Under section 145 of the Constitution of the Maldives, the body mandated to guarantee such responsibility and accountability is the Judicial Services Commission (JSC) which is empowered to take disciplinary action, including dismissal proceedings, against judges for incompetence or gross misconduct. However, since its establishment, the JSC has been unable to fulfill this constitutional mandate. For example, during the whole of 2010, the JSC failed to take action on any of the 143 complaints submitted to it. On the one occasion, in late 2011, when the JSC did find that a judge (Justice Abdulla Mohamed) had failed to comply with the required standard of conduct and had been acting in manner amounting to gross misconduct, the Civil Court issued an order (26 November 2011) preventing the proceedings. With that order, the Civil Court effectively removed the constitutional powers of the JSC. The JSC was made powerless by the very same people (judges) that it is supposed to oversee.
In his letter to the UN’s Office of the High Commissioner for Human Rights, the Foreign Minister stated that this represents a systemic failure of the judicial checks and balances foreseen in the Constitution.
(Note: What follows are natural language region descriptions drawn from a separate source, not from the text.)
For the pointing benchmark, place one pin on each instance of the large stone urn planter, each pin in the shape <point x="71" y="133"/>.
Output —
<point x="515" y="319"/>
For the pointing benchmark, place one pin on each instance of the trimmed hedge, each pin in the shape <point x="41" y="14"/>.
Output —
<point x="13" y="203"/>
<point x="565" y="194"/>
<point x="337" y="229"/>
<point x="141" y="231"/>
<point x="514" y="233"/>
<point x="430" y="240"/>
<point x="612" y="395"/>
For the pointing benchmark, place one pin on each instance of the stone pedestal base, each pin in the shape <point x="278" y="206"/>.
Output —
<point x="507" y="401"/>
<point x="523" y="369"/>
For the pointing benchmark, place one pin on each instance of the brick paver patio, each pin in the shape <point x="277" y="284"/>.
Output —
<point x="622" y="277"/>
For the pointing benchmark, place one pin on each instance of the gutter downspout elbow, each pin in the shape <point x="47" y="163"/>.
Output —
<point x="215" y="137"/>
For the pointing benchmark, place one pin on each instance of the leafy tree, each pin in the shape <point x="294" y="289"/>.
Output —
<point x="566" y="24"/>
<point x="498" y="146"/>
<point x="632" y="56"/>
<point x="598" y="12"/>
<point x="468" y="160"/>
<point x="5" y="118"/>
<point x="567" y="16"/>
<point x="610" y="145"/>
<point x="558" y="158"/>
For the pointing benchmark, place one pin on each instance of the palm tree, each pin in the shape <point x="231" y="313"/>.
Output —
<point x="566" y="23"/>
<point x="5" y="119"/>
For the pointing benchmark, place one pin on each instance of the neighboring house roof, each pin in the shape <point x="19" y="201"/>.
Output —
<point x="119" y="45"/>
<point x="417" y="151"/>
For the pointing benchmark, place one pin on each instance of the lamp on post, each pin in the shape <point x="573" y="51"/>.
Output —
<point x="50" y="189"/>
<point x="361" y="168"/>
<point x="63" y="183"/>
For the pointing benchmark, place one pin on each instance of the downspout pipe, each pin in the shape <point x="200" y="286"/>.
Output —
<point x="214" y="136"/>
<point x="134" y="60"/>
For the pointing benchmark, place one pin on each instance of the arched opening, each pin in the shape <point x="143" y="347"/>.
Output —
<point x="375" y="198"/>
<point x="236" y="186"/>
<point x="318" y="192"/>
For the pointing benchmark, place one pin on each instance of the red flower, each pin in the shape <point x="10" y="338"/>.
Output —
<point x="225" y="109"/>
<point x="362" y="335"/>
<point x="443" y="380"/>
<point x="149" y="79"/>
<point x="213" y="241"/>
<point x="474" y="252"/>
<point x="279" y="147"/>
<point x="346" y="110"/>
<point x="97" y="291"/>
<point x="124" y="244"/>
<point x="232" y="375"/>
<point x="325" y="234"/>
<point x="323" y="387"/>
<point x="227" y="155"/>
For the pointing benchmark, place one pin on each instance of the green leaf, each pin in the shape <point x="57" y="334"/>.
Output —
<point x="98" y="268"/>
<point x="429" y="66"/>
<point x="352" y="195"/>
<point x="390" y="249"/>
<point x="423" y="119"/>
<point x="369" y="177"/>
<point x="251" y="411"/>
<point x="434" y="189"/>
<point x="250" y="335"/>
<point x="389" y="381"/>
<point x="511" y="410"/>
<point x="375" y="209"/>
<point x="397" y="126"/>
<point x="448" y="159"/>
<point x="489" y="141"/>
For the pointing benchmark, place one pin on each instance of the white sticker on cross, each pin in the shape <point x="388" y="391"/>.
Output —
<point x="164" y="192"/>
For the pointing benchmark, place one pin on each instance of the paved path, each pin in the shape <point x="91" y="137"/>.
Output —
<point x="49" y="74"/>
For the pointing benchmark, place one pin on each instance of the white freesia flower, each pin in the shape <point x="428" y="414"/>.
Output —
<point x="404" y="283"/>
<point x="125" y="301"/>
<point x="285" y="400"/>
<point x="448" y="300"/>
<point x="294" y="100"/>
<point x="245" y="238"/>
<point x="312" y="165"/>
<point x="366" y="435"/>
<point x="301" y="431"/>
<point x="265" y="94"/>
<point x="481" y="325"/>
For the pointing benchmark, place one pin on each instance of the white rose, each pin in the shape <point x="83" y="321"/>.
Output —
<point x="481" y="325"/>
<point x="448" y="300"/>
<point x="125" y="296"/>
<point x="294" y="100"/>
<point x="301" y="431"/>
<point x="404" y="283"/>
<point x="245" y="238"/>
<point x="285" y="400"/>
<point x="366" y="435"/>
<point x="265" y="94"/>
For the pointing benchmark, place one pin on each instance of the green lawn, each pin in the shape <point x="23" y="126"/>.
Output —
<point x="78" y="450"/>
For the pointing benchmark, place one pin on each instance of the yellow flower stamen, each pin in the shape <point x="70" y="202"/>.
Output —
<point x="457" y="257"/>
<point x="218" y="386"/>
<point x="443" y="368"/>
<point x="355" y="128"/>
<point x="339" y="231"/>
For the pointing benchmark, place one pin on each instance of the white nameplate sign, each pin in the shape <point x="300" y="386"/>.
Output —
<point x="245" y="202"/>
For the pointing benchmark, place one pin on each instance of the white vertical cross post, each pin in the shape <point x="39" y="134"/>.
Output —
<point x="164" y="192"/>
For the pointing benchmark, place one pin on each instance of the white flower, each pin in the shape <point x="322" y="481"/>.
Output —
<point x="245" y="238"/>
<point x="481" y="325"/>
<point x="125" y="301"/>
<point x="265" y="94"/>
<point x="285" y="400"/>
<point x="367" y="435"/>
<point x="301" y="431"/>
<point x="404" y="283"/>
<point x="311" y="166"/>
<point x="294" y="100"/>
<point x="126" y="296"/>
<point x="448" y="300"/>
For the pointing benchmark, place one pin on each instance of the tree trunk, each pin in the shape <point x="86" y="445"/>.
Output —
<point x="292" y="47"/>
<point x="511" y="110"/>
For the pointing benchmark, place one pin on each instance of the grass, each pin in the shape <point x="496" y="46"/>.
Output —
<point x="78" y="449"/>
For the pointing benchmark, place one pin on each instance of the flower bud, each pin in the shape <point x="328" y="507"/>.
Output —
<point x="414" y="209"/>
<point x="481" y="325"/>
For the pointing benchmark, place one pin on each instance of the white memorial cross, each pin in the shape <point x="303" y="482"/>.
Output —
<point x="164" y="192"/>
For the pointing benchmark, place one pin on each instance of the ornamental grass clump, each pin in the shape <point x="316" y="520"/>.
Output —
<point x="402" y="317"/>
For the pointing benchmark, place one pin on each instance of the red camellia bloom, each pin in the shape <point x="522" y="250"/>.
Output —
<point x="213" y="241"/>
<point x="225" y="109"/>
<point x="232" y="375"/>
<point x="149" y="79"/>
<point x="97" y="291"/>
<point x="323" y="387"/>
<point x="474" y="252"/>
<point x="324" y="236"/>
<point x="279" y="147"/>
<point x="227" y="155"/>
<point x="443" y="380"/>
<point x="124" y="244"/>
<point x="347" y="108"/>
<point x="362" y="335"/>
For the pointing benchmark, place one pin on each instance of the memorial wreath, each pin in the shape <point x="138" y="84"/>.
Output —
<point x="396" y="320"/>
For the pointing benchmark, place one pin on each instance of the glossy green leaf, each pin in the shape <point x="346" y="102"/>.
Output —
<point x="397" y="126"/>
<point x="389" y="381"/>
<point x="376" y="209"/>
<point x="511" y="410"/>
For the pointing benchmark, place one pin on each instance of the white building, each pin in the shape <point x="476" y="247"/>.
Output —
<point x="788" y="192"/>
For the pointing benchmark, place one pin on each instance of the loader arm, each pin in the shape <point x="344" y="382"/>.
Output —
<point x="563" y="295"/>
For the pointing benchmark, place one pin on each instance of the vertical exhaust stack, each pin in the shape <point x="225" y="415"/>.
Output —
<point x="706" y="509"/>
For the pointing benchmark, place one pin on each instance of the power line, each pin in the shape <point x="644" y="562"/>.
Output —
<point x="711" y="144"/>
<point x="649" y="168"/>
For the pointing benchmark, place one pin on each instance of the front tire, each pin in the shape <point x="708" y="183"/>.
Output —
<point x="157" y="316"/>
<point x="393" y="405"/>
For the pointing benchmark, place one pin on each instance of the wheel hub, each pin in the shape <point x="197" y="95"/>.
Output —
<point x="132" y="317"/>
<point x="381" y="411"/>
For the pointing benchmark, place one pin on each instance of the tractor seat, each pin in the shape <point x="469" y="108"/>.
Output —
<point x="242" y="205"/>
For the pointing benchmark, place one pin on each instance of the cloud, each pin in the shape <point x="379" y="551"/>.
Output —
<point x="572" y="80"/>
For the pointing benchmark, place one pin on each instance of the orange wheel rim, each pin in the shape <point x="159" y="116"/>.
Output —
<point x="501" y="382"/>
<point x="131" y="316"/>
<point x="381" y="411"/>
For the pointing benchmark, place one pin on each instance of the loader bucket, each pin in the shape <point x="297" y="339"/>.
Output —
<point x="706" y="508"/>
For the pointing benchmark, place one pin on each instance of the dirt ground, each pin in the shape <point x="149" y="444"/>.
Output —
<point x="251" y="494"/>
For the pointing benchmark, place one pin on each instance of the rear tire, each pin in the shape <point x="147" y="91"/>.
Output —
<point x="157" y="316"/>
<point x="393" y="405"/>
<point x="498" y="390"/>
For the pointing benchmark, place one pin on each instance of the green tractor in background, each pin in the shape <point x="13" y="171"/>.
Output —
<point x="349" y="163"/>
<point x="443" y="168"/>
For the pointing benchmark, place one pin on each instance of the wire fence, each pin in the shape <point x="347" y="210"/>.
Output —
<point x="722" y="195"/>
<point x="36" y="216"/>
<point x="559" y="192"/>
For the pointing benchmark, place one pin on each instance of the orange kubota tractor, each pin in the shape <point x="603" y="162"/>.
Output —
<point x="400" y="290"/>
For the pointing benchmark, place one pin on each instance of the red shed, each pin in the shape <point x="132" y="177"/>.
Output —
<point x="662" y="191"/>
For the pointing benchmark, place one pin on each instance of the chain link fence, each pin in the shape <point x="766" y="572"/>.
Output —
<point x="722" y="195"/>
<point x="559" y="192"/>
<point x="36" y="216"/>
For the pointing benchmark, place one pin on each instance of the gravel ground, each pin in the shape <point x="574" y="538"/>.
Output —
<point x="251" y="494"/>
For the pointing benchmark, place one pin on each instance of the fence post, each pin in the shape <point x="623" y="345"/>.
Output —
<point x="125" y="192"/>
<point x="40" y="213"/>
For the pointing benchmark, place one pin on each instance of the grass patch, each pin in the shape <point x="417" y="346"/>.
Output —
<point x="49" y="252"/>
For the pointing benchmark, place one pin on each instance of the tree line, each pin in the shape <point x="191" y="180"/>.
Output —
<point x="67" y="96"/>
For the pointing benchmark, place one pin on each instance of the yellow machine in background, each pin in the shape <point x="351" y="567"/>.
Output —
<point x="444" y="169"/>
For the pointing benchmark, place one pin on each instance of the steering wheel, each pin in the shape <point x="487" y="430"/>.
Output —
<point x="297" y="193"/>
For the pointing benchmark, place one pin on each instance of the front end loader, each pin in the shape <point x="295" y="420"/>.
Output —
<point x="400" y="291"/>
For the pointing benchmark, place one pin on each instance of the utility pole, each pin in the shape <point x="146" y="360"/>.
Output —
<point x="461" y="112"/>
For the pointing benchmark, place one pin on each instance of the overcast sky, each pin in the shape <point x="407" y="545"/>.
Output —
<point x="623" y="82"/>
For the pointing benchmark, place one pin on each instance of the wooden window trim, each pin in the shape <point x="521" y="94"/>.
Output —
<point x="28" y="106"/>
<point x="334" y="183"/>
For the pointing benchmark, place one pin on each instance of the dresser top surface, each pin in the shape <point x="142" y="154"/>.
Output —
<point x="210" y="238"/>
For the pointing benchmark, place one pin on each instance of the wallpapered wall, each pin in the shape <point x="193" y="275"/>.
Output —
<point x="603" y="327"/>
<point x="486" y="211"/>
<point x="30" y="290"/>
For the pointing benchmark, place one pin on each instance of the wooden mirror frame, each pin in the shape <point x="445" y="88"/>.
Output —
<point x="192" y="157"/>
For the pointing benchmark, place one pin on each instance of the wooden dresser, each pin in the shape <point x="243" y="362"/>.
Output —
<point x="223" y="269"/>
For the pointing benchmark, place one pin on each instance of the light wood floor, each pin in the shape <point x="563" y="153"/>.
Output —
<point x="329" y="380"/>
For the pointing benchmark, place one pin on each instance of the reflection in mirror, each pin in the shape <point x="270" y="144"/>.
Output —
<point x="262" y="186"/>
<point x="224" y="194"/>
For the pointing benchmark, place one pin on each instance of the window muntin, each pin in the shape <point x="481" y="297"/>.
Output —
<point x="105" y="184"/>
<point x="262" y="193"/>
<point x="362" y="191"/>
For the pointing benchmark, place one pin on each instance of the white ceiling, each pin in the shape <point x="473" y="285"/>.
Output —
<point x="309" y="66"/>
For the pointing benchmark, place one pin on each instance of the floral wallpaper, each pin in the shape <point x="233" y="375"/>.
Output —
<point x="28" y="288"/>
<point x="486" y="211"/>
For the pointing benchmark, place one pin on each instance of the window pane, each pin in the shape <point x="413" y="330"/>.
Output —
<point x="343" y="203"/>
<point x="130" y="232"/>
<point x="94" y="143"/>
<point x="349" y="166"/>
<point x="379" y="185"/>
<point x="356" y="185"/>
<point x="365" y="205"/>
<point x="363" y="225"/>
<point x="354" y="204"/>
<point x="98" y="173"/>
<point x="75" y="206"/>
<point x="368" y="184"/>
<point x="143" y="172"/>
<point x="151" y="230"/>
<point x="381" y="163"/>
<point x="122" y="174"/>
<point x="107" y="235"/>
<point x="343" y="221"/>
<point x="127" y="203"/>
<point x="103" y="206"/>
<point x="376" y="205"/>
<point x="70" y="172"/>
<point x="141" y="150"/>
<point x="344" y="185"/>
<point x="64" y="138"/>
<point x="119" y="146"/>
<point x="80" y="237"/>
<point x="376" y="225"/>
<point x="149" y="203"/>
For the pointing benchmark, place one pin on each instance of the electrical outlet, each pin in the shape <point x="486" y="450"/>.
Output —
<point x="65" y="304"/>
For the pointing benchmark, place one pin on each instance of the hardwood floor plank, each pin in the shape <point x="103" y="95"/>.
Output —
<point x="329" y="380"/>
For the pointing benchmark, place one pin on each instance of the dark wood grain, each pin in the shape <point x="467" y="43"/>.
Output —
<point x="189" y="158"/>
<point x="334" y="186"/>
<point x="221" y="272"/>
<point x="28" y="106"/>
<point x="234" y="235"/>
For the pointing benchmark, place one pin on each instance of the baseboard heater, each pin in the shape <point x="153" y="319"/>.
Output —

This system-failure led directly to the President’s decision, as the ultimate guarantor of the Constitution and of rule of law in the Maldives, to detain Justice Abdulla Mohamed.
Looking forward, the Minister expressed the Government’s determination to resolve the current crisis in an orderly and peaceful manner. In that regard, the Government has invited, via the good offices of the OHCHR and the Commonwealth, a team of senior international jurists to urgently visit the country to help facilitate a resolution both to the immediate impasse and to the deeper structural problems facing the judiciary – namely that the independent judicial oversight mechanism foreseen under the Constitution has failed and must be urgently reformed or replaced.
In this regard, the Minister noted that the Independent Institutions Committee of the People's Majlis has already formed a sub-committee to investigate the failings of the JSC. The sub-committee is in the process of compiling a report which, according to the Chair of the Independent Institutions Committee, Mohamed Nasheed MP (Independent), may include recommendations for reform of the JSC such a changes to its composition and the provision of a stronger oversight mandate. Hon. Nasheed MP also suggested that, as part of the necessary reforms, it may be necessary to invite foreign Muslim judges to sit on Maldives court benches for an interim period – a proposal which the Government has advocated previously.
According to the Minister, the proposed team of eminent international jurists would be able to offer an important substantive contribution to this process of judicial reform.